His return to Luxembourg half way through the current government’s term of office has been viewed by some commentators as a sign that Frieden is considering standing for the CSV opposition party in the next election. But there was no hint of that during a speech that addressed his thoughts on the future of European integration, using the 1946 Churchill quote ‘Let Europe arise’ as his title.
The speech was one in a series that the British chamber is hosting ahead of the UK referendum on its future in the EU--the chamber has already heard Nigel Farage of Ukip and will next month be addressed by Paddy Ashdown of the European Movement.
Frieden reminded his audience that the EU was formed to foster peace and prosperity. The former has been taken for granted, he said. “That was different for the generation of our parents and grandparents, but we have been living in peace for the past 70 years.”
Focus on right investments
However, Frieden admitted that prosperity has not been achieved, and cited the 25 million unemployed in the EU as one of the reasons why it is easy to see why some people have given up hope in the European project. “Nevertheless, I believe that Europe has a lot to offer and has a lot of possibilities.”
Growth is too low and the crisis is still with us and the investment climate is not good, he said. However, he thinks Europe provides the opportunities to improve growth, but that both companies and governments need to act to stimulate this. “We need to focus on the right kind of investments.”
This includes digitalisation and R&D--he called for tax breaks for research. “That is probably easier to achieve than to wait for governments to do it [invest in research] or give subsidies to companies.”
He also called for more movement of people to stem the rise of unemployment, especially when it comes to highly qualified people. “Most people stay within their borders. We have to encourage people to move to places where they are needed, both for people who are in jobs and for the unemployed. Some kind of Erasmus programme, as we have it for students, might be necessary for researchers, for highly qualified people might be necessary even for those who are unemployed.”
Frieden said that politicians--and especially politicians in the UK--are often not “courageous enough” to speak positively about the EU. They fail to talk about the less spectacular decisions of key importance, but rather focus on the disagreements.
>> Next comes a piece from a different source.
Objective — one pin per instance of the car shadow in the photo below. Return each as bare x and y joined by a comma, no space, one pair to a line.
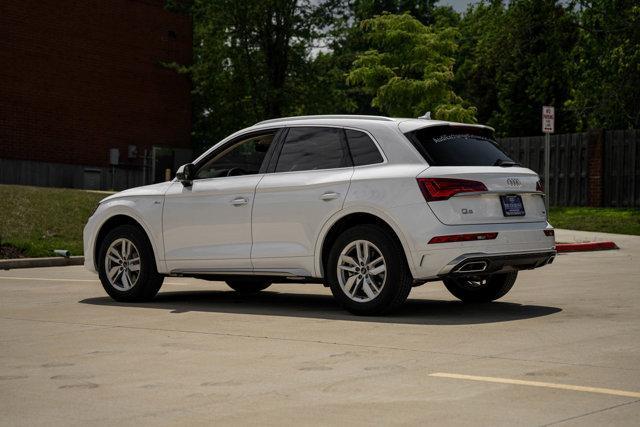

From Jack Straw to George Osborne, Frieden said that British ministers did an excellent job for the UK in Europe but that they didn’t speak about it. “What [British prime minister] David Cameron now says, that Britain will be stronger, safer, better [in the EU], he didn’t say over the past five years.”
As for the leave campaign’s arguments that the UK could be like Switzerland or Norway if it opted out of the EU, Frieden explained that many of his Swiss ministerial colleagues seemed frustrated that decisions that affected Switzerland were being taken but that they could not participate.
He hopes that the British people will vote with the remain campaign to stays in the EU, for the good for the union and for the good of the United Kingdom. “It is an illusion to think a country can be independent and sovereign in an interconnected world.”